Seguindo esse princípio, basta dizer que o nome do pai nasce da mitologia hebraica,
a de Abraão e infanticídio sobre Isaque. É o fim do genitor (na fala de Freud o
pai perverso), surge o pai, e disso provoco, o paterno cuidador e harmonizador junto à
maternagem.
Quero dizer que, o homem sem direito ao infanticídio, surge a
possiblidade de nova regra de uma lei democrática participativa. Onde o poder
não é desigual e, sim harmônica. Assim, o dom de gerar filhos é dado ao humano,
a morte Deus retém a si. Então o filho pode definir, quando livre, seu destino,
salvo sejam os pais, também, livres, ou seja materna e paterno.
Em seu artigo Pai-Versão, alcunha de Lacan, Sophie Gayard, afirma que “Estilhaçados, recompostas, monoparentais
(...) as famílias de hoje se definem mais com base na criança do que no pater
família que por muito delas definiu o estatuto”(2). Lacan, traz em sua
noção de Pai-Versão, o pai morto, do mito edipiano. Aquele, onde o filho
inconscientemente mata o pai e casa-se com a mãe. Aqui incluído a metáfora do parricídio,
que entendo como a negativa do pai de poder sobre o corpo do filho, uma negação
a morte do desejo do filho, pelo contrário permissão para que ele deseje e faça
seu destino. Pois, ambas metáforas, falam da morte (necessária) do sonho do
filho idealizados pelos pais.
Falei que o pai introduz o filho
ao mundo através da lei e da cultura, vejamos como quanto temos que os ajudar. Em
Corpo da Criança, Neus Garboneu, diz
que “A chegada ao mundo implica que os
efeitos da linguagem no organismo o transformem em corpo. É dessa maneira o
bebê deve chegar a conquistar seu corpo(...) E deve fazê-lo precocemente” (...)

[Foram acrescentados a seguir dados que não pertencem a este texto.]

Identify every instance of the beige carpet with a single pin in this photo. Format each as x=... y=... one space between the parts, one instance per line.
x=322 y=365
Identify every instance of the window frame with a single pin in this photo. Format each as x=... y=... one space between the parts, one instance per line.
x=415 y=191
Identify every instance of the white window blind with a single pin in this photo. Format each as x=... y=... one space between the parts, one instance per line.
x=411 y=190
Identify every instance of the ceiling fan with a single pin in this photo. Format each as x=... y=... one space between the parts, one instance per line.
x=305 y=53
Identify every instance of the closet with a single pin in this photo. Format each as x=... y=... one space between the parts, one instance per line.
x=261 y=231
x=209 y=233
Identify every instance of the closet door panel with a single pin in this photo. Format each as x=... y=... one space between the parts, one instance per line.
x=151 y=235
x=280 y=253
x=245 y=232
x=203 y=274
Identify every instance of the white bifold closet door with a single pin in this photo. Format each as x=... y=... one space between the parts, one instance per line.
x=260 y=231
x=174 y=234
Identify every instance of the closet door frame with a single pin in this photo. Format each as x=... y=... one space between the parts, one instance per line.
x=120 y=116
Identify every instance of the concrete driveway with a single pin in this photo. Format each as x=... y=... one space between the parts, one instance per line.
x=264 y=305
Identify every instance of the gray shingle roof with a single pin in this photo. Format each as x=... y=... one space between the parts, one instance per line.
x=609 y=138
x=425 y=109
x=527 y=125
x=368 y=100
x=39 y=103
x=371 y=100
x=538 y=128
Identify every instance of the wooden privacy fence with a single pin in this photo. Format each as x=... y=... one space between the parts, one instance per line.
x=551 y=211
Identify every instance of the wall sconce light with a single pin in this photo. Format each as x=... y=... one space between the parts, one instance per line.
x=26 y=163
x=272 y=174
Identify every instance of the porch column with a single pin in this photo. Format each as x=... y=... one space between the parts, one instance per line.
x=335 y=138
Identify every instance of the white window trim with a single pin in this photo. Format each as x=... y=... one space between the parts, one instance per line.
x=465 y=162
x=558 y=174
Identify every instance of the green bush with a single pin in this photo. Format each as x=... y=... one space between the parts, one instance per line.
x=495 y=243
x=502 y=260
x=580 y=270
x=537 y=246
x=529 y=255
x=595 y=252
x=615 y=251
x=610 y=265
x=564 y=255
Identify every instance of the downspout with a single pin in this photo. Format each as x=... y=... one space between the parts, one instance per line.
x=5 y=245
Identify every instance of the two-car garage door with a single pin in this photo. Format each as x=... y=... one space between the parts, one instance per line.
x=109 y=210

a impotência motora da criança será a chave para conceber o peso (...) na formação
do eu(2A). Esse peso, em diversos casos de filhos, como pessoas com TEA, é
mais duradoura e esse eu fica menos visível a olhos não treinados. Garbonel, faz-me
lembrar que crianças típicas jubilam com sua imagem refletida, ao tempo que a
criança com TEA, isso, possivelmente, não ocorrerá tão facilmente assim. E esse
jubilar ajuda a montar a consciência do seu corpo, que para Lacan é imaginário.
E, isto, junto ao fato do objeto transacional pensado por Winnicott, que são objetos
que ensinam a criança a se libertar da ausência do corpo da mãe. Tal fenômeno é
mais complexo para a pessoa com TEA. Este parágrafo foi dirigido ao pai, o que
pode se permitir às metáforas do parricídio e do infanticídio, especialmente se
vosso filho estiver dentro do espectro.
E, assim podemos citar enfim, Alba Flesler, em sua obra A Psicanálise de Crianças e o Lugar dos
Pais, onde ela diz que a criança só existirá a partir da mãe, através
mediado com o paternal como a lei. E quando essa função falha, abre-se para
morte, um vazio orientador, aqui basicamente se instala o infanticídio.
Assim, concluímos que a
paternagem nasce da morte do macho que apenas procria, evolui ao pai apenas
provedor, até chegar no paternal, favorecedor do amor, da liberdade da criança,
capacitando-a a escrever seu destino.
Para isso, nega-se o poder matar
os sonhos e, também, de ser dono da verdade. Nasce humildemente a possibilidade para o que
Winnicott, chama com a Mãe Suficiente Boa, aquela que não castra os sonhos do
filho, mas sonham os três juntos. Pois, pode ela, assim, não precisar ser muito
defensiva para proteger o filhote o sufocando, nem tão pouco o abandonará, o
negando, por ela também estar só e, pelo contrário, os três serem um só.
____________________________
1. Em Nome do Pai , JAQUES LACAN 1901-1981. Ed. Zahar, Rio de Janeiro 2005;
2. Pai-Versão, SOPHIE GAYARD. SCILICET O Corpo Falante, sobre o inconsciente no
século XXI, X Congresso da Associação Mundial de Psicanálise, Rio de Janeiro,
2016 ;
2A. Corpo da Criança, NEUS GARBONEU. SCILICET O Corpo Falante, sobre o inconsciente no
século XXI, X Congresso da Associação Mundial de Psicanálise, Rio de Janeiro,
2016 ;
3. A Psicanálise de Crianças
e o Lugar dos Pais, ALBA FLESLER,Ed. Zahar,Rio de Janeiro,2007.